Atahualpa Fernandez(
Manuella Fernandez(




"A ninguno de nosotros le gusta el pensamiento
de que lo que hacemos depende de procesos que no
conocemos; preferimos atribuir nuestras elecciones a
la voluntad, el libre albedrío, el autocontrol…
Quizás sería más honesto decir: Mi decisión fue
determinada por fuerzas internas que desconozco".
Marvin Minsky




Livre-arbítrio (1)
Os filósofos profissionais se perguntam desde há muito tempo, sem
haver avançado grande coisa, se é possível conciliar o que sabemos do
comportamento dos humanos, submetidos, como tudo o que pertence ao mundo
natural, a forças que não controlam, e nossa tendência a julgar-lhes como
se fossem livres e responsáveis de seus atos. Esse debate sobre o livre-
arbítrio, que durante muito tempo pertenceu ao âmbito exclusivo dos
filósofos, cobrou uma nova vida entre os neurofilósofos, psicólogos
evolucionistas e neurocientistas em geral que estudam como funciona o
cérebro. E dado que a questão de se temos livre-arbítrio não é um arcano
debate acadêmico sobre filosofia, senão uma pergunta crítica cuja resposta
nos afeta de muitas maneiras, cada vez de modo mais urgente o mundo
jurídico começa a exigir respostas.
Pois bem, o conhecimento atual da neurobiologia demonstra que não é
possível falar-se de uma completa liberdade e nos diz que no momento em que
o indivíduo experimenta algo conscientemente o cérebro já fez seu trabalho,
isto é, respalda a ideia de que o livre-arbítrio é uma inteira ilusão[1]:
quando somos conscientes de que tomamos uma decisão o cérebro já induziu
esse processo (o que levanta a questão de se as ações escapam a nosso
controle). Um poderoso argumento contra o livre-arbítrio, quer dizer,
contra a livre vontade da pessoa, surgiu com o famoso e surpreendente
experimento realizado por Benjamin Libet em que se demostrava que os
processos inconscientes no cérebro são o iniciador verdadeiro dos atos da
volição, ou seja, que o cérebro decide o que vamos fazer antes que sejamos
conscientes de tomar a decisão.[2]
Também os psicólogos e os neurocientistas estão demonstrando que a
própria experiência da vontade poderia ser uma ilusão que a evolução nos
proporcionou para conectar nossos pensamentos, que surgem de processos
inconscientes, e nossos atos, que também surgem de processos inconscientes.

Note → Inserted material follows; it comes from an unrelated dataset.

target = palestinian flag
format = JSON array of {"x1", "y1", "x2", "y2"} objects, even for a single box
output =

Creem isto porque nossa sensação de ter a «vontade» de realizar um ato
"puede ser cambiada, creada o incluso eliminada mediante la estimulación
cerebral, la enfermedad mental o los experimentos psicológicos. La
ineluctable conclusión científica es que aunque sintamos que somos
personajes en la obra de nuestras vidas, reescribiendo nuestros papeles
sobre la marcha, en realidad somos marionetas que representan guiones
escritos por las leyes de la física". (J. A. Coyne)
Ainda assim, como é evidente que todos temos a sensação de que
causamos conscientemente nossos atos, a maioria das pessoas (filósofos e
juristas incluídos) considera esta ideia intolerável: tão poderosa é nossa
ilusão de que realmente decidimos. Por que temos esse sentimento, essa
sensação? Que função adaptativa cumpre a experiência do livre-arbítrio? Por
que o livre-arbítrio, que vem a ser a relação entre nossos pensamentos e
nossas ações, é uma possessão tão querida?
Para o que aqui interessa, e evitando perder-nos em disquisições
filosóficas ou em realizar um exame exaustivo do amálgama de (neuro)
teorias e crenças que conformam o pot-pourri da liberdade de decidir, nos
limitaremos a dizer que o livre-arbítrio é a ideia de que podemos atuar ou
fazer eleições sem estar constrangidos por circunstâncias externas,
condicionantes internos ou instâncias como o destino ou a vontade divina;
isto é, a capacidade de elegir entre formas de ação, incluindo o não fazer
nada, no mundo que nos rodeia (John Searle, por exemplo, define o livre-
arbítrio como "la posibilidad de haber actuado de otra manera diferente a
como lo hicimos")[3]. Esta capacidade tem raízes profundíssimas: algumas
vêm da evolução, "otras de partes de la corteza cerebral, el órgano que más
finamente nos ajusta al mundo que nos rodea y que contienen lo que Ortega
llamaba la «circunstancia»". (J. M. Fuster)[4]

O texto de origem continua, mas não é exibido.